Outrage in Italy after rare bear killed.
Italian park rangers on Friday night spotted the two Marsican bear cubs missing after the animals’ mother, popularly known as Amarena, was shot dead in the central Abruzzo region the night before.
The cubs were located hiding in undergrowth not far from the scene of the killing, in San Benedetto dei Marsi, waiting in vain for their mother to return.
However attempts to capture the bears and bring them to safety were unsuccessful and the frightened animals ran off, according to Italian news reports.
“The cubs are not able to survive on their own, stray dogs would be enough to kill them”, WWF Italia president Luciano Di Tizio said in a statement on Friday, adding that using tranquilisers and traps to catch them was too risky. “In short, you risk that the dead bears become three”, Di Tizio said.
The cubs have been in hiding since their mother was killed by a local man who told police he was “afraid” after the female bear entered his property, claiming that he shot the animal in an “impulsive, instinctive act”.
Aged just a few months old, the cubs had initially sought refuge by climbing a tree near where their mother lay dying, however they disappeared when authorities arrived at the scene.
Assisted by drones, dozens of park rangers and police officers on Saturday continued to search for the little animals which are not yet fitted with radio collars.
The killing of the Marsican bear, a critically endangered sub-species of the Eurasian brown bear, has provoked outrage in Italy, particularly in Abruzzo where Amarena and her cubs were often seen rambling around local villages.

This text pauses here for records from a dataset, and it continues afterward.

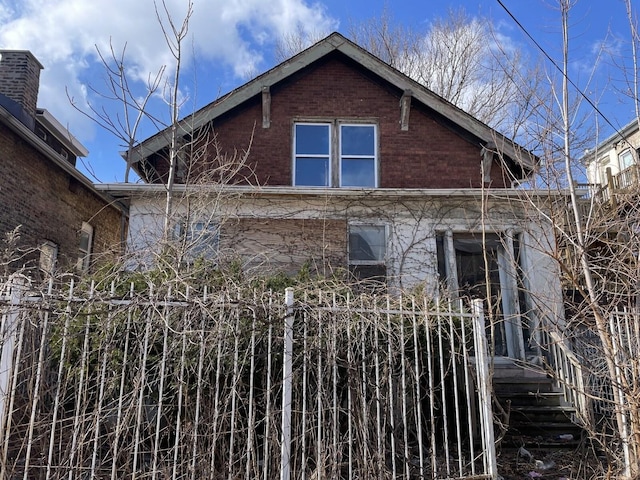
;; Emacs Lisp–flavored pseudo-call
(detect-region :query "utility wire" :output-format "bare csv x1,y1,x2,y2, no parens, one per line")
496,0,628,143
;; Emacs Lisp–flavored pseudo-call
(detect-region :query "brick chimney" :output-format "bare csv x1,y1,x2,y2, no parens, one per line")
0,50,43,118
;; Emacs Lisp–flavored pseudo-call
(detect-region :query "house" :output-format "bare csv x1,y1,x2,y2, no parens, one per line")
583,118,640,206
97,32,564,365
0,50,126,275
571,118,640,308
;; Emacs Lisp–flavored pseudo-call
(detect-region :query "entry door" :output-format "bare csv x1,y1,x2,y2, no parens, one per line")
438,232,528,360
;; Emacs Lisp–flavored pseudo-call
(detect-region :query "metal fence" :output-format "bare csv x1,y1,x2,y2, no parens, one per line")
0,275,496,479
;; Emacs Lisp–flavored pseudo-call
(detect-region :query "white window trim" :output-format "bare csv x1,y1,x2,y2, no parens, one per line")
339,123,378,188
292,122,332,187
293,120,379,188
619,148,635,171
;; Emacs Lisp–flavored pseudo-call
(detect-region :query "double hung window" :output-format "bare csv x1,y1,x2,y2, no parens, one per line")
294,122,377,187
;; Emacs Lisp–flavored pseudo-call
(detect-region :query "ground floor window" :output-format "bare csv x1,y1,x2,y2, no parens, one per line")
175,219,219,260
77,222,93,272
348,224,386,284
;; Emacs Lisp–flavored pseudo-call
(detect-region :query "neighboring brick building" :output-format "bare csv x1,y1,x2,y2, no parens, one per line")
98,33,562,362
0,50,126,275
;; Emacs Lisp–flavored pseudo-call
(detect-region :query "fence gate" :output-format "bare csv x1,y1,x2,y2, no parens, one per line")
0,276,496,479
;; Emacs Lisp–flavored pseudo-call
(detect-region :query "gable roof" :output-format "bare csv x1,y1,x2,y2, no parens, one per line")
130,32,537,179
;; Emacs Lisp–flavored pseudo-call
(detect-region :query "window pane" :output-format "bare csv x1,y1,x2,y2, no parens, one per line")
349,225,385,262
342,158,375,187
295,158,329,186
296,124,329,155
620,150,634,170
341,125,374,156
79,231,91,252
188,222,219,257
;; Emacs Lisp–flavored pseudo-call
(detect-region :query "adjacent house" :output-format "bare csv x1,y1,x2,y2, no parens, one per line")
585,118,640,195
0,50,126,275
98,32,563,365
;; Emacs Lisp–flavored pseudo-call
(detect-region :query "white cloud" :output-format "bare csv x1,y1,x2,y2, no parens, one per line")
0,0,337,145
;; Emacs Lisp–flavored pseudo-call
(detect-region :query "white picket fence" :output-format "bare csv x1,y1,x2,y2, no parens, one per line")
0,274,497,479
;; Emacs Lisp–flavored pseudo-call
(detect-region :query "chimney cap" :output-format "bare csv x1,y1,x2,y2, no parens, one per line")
0,50,45,70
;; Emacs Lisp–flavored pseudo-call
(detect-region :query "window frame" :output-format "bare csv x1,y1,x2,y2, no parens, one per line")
348,223,387,285
619,148,635,171
292,120,378,188
77,222,93,272
174,218,220,260
339,123,378,187
40,240,58,274
293,122,332,187
348,224,387,266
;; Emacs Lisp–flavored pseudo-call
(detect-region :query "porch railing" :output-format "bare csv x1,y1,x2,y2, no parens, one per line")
541,329,590,425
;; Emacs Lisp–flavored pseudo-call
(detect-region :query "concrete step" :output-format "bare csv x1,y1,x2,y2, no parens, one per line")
502,422,584,447
509,405,577,424
491,365,585,447
493,376,556,394
497,391,567,407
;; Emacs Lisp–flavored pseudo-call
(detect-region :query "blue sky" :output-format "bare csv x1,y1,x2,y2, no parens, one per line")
0,0,635,182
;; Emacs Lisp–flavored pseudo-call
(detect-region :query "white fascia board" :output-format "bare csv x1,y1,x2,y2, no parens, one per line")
95,183,567,200
35,108,89,157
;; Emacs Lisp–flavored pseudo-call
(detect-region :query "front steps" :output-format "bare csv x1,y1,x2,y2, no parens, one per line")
492,363,584,447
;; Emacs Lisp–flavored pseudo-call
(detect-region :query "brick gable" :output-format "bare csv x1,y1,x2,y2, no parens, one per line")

The man accused of shooting Amarena is a 56-year-old hunter and pork-butcher, according to Italian news reports.
Named for her fondness of cherries, Amarena was a “confident but completely peaceful” creature, according to WWF Italia, and a beloved symbol of Abruzzo.

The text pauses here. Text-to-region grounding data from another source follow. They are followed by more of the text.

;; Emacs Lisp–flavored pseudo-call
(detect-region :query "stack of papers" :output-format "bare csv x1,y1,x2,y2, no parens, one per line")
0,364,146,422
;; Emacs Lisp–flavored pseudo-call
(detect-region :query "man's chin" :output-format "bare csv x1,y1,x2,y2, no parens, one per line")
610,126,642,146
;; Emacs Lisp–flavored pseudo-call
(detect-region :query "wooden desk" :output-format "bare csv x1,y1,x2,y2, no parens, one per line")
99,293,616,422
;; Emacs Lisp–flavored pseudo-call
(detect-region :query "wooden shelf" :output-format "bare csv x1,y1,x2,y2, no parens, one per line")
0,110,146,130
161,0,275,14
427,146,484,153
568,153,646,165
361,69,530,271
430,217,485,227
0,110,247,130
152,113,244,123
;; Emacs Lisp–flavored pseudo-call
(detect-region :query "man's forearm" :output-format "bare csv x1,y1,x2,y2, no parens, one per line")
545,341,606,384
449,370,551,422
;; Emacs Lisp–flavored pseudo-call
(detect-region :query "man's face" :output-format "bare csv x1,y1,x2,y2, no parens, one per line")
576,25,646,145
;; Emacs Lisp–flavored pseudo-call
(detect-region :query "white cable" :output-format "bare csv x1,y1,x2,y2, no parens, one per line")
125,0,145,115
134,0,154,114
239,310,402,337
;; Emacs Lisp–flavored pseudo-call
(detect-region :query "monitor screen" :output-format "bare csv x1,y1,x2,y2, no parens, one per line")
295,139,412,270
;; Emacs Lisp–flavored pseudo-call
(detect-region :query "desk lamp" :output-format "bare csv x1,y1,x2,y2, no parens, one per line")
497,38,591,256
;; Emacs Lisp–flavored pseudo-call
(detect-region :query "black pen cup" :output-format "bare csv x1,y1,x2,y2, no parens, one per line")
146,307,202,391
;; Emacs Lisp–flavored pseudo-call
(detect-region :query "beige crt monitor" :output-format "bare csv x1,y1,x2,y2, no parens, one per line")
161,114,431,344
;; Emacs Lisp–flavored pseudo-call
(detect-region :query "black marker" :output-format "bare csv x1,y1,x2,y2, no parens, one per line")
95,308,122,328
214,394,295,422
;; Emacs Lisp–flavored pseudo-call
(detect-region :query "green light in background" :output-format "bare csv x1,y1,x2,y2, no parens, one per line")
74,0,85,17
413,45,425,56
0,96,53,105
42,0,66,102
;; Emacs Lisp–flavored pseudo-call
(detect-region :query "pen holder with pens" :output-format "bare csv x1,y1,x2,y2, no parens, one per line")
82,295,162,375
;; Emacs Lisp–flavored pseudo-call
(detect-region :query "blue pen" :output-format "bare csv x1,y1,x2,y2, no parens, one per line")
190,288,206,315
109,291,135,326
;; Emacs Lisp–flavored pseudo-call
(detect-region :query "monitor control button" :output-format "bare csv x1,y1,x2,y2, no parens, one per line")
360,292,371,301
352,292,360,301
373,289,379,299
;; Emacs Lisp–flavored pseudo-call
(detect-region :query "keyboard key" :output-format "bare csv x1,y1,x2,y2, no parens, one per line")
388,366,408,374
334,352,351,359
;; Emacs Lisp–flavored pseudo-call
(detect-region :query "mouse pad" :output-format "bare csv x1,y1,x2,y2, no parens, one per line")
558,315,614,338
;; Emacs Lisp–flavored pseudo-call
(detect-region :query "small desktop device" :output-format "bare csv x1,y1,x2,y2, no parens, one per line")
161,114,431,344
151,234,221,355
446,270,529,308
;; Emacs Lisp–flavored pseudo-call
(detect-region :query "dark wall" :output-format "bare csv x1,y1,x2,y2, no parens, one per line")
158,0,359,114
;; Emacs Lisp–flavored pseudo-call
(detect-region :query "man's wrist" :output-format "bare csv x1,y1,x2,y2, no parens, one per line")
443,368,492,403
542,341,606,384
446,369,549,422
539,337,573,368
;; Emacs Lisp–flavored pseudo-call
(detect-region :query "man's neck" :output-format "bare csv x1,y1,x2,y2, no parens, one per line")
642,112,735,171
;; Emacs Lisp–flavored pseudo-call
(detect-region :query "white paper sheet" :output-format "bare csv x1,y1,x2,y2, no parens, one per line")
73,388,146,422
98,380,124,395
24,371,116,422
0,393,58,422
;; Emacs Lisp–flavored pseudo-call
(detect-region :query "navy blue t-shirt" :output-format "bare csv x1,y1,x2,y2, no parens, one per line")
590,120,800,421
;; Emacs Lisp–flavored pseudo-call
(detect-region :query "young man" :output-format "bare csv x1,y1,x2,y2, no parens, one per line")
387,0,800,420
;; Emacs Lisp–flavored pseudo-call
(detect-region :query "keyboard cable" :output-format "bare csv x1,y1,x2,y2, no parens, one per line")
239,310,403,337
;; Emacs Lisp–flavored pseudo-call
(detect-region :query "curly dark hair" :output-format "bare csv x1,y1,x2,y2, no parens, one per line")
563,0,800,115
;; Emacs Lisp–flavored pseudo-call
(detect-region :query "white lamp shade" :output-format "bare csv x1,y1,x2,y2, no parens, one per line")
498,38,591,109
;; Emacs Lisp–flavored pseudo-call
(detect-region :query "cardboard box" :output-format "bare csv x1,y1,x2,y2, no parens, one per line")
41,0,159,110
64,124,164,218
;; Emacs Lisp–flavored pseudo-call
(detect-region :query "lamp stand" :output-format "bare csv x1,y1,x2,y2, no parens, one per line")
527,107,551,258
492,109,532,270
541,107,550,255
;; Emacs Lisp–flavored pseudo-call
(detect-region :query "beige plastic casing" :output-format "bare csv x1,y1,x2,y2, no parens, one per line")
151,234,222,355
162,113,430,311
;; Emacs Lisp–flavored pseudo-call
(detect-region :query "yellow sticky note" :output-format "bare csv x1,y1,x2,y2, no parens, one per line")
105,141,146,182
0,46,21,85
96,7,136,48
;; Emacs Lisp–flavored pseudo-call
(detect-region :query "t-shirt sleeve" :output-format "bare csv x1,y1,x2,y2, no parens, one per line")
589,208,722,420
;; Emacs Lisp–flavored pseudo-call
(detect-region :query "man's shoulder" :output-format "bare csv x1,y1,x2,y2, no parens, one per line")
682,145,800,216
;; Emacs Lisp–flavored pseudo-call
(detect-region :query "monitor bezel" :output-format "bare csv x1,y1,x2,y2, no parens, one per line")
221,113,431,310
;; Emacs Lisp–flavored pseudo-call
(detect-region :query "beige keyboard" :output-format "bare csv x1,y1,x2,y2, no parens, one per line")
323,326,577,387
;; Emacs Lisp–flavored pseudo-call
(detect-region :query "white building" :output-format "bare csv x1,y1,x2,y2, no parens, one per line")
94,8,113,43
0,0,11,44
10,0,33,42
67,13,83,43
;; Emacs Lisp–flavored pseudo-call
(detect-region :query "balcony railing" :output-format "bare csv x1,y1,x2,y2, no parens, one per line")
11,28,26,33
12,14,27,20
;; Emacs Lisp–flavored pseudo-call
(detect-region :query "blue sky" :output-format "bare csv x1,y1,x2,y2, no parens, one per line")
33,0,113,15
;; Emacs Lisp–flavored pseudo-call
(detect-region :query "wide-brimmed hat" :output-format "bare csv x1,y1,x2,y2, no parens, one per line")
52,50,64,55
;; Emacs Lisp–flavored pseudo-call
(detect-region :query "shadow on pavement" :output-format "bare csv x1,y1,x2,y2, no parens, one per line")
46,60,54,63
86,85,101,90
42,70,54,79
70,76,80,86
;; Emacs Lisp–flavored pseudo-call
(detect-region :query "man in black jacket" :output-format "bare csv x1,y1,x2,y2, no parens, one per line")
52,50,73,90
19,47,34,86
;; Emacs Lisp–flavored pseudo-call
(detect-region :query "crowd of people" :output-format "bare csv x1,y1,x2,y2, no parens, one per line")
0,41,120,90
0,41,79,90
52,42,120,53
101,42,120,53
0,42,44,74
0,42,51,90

Amarena gave birth to several litters during her roughly nine-year life: the two missing cubs born earlier this year and four cubs born in 2020, including the biscuit-loving Juan Carrito killed after being hit by a car in January.
The National Park of Abruzzo, Lazio and Molise (PNALM) is a vast protected area home to the last remaining Marsican bears whose population numbers between 50 and 60.
Bear cubs normally stay with their mothers until they are about a year and a half old, after which they are old enough to take care of themselves.
Park authorities will now have to decide how to take care of the young animals without their mother. But first they face the difficult task of catching the cubs, before it is too late.